Avez-vous changé des choses sur la compétition ?
On a ouvert un prix sur la réalité augmentée, mais le nombre de projets reçus n'a pas été très important : il y a encore des progrès à faire, notamment sur l'équipement. Les casques et les lunettes connectées sont encore réservés aux professionnels, et peu adaptés au grand public. D’une façon générale, j’ai l’impression que les scénaristes ne se sont pas encore emparés à grande échelle des outils de réalité augmentée. Comment écrire quelque chose quand le champ de vision est à 360° ? Quand on peut interagir avec tout ? Le storytelling, c'est exploiter le potentiel d'une narration.

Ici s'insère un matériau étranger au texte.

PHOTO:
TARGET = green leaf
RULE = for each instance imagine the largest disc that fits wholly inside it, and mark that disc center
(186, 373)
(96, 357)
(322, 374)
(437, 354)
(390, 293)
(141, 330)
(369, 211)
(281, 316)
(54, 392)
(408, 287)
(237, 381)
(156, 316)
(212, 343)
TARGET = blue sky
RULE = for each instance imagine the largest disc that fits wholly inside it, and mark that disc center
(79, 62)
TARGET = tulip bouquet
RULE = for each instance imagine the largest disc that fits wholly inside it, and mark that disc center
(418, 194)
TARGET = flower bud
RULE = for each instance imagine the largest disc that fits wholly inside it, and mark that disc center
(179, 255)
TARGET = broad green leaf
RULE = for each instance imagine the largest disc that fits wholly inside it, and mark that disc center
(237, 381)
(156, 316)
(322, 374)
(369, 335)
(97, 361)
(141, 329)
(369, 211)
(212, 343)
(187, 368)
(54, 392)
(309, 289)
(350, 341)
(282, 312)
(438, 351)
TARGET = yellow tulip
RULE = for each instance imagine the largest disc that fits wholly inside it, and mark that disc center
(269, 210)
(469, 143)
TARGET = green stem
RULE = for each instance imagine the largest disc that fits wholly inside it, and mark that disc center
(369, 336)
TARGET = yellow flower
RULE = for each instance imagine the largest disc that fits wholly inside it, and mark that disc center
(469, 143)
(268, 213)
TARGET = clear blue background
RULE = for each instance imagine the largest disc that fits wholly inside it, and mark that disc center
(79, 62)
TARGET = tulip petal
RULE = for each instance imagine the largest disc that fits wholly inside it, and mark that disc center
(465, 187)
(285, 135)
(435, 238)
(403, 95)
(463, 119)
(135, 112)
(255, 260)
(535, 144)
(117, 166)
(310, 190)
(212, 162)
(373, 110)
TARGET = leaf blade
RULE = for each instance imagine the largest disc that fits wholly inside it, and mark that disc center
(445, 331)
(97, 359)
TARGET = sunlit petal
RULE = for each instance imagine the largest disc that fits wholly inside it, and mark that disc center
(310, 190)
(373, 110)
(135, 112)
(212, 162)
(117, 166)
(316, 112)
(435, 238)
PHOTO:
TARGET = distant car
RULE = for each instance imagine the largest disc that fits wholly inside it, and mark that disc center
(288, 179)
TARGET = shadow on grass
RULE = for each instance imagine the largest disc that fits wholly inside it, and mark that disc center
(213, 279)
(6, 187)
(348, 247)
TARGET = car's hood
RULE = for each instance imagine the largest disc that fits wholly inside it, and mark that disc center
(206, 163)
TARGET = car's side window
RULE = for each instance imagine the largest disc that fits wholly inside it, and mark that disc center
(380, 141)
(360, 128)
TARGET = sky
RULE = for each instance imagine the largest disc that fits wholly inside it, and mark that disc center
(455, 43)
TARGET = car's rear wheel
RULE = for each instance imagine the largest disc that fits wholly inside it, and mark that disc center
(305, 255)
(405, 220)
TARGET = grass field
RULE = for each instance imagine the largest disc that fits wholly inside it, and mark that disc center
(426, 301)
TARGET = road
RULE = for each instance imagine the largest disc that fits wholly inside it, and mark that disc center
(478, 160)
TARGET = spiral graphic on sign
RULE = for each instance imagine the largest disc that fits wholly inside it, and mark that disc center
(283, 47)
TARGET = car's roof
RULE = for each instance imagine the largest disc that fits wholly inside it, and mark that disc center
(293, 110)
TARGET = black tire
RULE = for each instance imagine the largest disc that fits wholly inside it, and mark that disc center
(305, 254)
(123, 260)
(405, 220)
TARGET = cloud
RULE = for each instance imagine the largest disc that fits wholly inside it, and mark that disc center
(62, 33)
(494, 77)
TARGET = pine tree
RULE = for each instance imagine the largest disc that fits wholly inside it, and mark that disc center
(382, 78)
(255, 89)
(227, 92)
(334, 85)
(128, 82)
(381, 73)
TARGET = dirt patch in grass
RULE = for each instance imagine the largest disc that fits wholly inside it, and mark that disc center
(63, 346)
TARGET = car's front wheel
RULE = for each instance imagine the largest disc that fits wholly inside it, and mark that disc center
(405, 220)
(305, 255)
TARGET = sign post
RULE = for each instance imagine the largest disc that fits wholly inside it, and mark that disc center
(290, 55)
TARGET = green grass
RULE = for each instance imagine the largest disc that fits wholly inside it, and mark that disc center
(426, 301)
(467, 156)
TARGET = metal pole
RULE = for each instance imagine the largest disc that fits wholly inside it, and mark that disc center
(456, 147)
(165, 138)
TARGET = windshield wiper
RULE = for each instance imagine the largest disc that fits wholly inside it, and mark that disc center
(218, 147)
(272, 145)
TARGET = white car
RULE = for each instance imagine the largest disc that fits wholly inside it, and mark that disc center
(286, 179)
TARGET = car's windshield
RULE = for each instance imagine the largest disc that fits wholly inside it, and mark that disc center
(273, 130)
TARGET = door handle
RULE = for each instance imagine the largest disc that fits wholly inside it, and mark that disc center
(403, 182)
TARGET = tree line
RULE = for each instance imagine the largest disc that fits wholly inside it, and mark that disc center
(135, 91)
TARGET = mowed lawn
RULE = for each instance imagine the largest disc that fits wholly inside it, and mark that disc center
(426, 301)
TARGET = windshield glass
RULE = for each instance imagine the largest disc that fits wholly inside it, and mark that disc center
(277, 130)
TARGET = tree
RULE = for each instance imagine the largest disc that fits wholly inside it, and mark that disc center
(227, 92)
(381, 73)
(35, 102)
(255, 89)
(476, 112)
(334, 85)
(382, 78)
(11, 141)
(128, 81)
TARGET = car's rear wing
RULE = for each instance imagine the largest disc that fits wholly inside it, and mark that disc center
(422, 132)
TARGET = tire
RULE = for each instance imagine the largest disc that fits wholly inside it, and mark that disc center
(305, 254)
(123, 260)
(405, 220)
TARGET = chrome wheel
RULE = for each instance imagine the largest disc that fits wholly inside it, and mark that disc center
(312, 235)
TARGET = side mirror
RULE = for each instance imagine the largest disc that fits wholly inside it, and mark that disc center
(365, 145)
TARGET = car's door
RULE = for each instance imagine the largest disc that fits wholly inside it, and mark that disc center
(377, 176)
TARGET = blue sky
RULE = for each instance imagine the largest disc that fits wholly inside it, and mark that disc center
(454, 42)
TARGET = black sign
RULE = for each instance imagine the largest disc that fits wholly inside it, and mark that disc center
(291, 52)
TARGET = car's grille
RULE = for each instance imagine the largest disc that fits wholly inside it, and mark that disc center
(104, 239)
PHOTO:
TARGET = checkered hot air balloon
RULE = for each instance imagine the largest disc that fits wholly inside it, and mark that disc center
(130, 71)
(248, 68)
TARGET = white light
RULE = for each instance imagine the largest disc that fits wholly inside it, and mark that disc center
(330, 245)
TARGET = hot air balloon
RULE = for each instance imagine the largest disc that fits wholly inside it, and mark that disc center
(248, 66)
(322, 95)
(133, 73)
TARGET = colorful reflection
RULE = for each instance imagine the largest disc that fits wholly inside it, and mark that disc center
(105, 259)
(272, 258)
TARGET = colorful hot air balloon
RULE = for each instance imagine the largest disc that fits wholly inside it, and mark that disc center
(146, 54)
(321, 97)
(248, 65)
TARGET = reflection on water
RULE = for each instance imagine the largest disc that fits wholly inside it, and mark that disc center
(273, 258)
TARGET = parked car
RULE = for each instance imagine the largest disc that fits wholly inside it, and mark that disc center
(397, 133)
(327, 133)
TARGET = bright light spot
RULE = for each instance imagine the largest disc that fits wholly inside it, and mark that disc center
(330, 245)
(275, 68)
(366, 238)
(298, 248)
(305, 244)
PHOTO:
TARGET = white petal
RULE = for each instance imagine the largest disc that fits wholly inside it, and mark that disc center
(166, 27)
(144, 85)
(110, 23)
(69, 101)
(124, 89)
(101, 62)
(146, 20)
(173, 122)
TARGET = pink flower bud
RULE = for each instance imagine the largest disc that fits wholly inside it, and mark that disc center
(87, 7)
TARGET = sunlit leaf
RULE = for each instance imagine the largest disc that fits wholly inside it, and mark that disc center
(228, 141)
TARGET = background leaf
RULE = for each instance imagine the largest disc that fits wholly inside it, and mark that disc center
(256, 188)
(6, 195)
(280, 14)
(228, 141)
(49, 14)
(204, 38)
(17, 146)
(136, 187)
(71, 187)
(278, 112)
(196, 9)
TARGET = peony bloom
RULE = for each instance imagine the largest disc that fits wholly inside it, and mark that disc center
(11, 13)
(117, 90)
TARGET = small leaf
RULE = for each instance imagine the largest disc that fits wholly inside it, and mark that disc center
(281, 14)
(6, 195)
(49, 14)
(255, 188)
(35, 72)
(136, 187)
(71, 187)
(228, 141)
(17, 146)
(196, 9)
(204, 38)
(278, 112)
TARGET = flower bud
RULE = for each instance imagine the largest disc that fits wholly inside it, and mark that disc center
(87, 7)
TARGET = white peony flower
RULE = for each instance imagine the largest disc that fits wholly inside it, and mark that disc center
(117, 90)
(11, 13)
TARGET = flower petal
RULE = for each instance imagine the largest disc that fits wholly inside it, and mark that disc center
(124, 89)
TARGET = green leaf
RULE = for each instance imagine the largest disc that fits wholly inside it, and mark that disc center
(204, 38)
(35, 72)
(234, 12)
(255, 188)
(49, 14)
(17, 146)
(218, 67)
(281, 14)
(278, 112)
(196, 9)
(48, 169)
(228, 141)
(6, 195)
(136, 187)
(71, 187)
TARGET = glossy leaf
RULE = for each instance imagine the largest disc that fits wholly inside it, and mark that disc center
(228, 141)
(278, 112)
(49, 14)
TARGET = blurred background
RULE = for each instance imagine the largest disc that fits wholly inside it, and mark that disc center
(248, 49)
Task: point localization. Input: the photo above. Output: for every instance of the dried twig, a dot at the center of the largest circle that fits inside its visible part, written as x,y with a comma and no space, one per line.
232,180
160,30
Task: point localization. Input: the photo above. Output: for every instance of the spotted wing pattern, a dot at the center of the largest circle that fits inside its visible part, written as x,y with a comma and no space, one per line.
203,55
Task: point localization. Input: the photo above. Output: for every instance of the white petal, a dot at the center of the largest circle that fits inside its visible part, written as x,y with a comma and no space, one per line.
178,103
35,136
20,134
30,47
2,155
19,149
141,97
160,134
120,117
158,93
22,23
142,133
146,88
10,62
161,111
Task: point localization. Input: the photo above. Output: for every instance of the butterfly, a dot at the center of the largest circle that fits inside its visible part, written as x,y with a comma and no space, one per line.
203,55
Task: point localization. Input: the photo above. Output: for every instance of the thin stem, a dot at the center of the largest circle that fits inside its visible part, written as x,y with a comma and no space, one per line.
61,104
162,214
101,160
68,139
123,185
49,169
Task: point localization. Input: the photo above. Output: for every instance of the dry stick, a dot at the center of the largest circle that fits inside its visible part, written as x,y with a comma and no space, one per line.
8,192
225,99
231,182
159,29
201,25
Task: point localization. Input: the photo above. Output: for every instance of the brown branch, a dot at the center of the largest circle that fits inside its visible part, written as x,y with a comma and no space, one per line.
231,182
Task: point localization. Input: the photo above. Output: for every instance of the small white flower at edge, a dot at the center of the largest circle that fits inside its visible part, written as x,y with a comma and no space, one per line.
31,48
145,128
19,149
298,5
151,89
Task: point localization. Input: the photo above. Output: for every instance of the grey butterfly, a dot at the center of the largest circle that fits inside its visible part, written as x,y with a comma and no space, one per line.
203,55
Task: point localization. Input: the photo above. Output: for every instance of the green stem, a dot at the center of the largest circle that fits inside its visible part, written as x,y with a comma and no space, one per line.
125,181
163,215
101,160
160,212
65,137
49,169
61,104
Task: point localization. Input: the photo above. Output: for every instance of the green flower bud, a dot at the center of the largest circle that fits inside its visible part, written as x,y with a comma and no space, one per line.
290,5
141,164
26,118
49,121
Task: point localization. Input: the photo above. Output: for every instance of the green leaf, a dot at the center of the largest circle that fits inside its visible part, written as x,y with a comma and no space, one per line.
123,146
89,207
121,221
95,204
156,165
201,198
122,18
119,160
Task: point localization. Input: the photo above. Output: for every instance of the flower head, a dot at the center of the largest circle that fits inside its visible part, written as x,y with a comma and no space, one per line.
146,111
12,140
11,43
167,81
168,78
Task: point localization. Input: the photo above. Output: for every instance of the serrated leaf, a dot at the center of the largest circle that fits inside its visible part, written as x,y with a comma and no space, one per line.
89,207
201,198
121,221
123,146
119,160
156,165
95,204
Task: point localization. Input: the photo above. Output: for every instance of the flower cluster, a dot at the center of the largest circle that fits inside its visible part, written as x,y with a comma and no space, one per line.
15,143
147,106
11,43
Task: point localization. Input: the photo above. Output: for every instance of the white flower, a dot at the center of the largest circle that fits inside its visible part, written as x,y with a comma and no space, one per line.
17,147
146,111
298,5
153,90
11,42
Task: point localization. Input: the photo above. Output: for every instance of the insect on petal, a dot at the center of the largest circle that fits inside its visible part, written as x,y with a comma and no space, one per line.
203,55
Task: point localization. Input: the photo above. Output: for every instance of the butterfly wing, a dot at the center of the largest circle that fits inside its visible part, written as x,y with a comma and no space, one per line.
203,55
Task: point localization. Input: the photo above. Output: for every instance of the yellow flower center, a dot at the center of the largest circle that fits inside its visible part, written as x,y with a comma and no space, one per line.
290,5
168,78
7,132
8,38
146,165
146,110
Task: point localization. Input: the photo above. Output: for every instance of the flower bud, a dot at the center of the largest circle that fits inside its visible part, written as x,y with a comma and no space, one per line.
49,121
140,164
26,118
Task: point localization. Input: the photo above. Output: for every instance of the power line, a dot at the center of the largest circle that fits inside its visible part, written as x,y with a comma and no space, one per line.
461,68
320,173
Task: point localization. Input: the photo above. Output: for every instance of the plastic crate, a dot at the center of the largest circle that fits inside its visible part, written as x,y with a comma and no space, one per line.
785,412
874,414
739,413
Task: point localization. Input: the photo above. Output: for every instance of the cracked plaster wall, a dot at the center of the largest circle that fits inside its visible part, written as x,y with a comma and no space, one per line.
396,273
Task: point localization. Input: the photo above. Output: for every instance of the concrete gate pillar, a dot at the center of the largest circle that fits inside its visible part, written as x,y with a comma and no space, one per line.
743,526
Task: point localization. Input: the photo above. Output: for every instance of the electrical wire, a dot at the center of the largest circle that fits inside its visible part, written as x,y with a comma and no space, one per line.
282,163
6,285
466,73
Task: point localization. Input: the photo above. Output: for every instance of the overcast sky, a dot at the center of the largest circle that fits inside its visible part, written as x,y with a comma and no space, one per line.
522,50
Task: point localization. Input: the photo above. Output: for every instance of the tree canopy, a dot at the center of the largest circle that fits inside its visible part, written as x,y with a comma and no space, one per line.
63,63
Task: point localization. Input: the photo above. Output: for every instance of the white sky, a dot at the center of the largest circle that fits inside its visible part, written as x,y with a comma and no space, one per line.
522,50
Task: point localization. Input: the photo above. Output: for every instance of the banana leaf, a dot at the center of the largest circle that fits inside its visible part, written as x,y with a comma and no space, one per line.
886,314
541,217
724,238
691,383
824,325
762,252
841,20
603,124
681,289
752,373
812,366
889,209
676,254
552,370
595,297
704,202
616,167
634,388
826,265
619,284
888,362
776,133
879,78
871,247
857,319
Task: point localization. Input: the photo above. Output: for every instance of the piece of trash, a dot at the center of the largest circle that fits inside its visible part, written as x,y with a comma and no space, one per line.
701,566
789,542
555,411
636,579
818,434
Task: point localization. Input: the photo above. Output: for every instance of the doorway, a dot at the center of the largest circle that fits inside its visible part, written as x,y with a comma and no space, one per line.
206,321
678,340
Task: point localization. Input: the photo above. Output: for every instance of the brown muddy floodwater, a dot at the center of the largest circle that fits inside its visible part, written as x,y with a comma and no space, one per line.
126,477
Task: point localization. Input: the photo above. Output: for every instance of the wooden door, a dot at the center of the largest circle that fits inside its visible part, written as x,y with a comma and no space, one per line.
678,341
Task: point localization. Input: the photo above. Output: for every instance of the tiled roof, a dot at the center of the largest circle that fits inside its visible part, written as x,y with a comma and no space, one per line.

Comment jugez-vous la sélection par rapport à l’année précédente ?
Il y a beaucoup d'animation, d’une façon générale. Les plus belles œuvres utilisent beaucoup les techniques d'animation. La conséquence, c’est qu’il y a moins d’œuvres du « réel », et beaucoup moins de fiction. Les œuvres interactives, qui nécessitent d’utiliser ses mains et/ou d’effectuer des déplacements, sont de plus en plus nombreuses. Et la part française reste importante. Mais on a reçu des coproductions d'une trentaine de pays dont Taïwan qui propose des pistes très intéressantes dans le domaine du virtuel. Le Festival propose des choses incroyables, mais il faut venir pour les vivre ou être équipé.
L’écrivain Alain Damasio est invité d’honneur. Pourquoi ?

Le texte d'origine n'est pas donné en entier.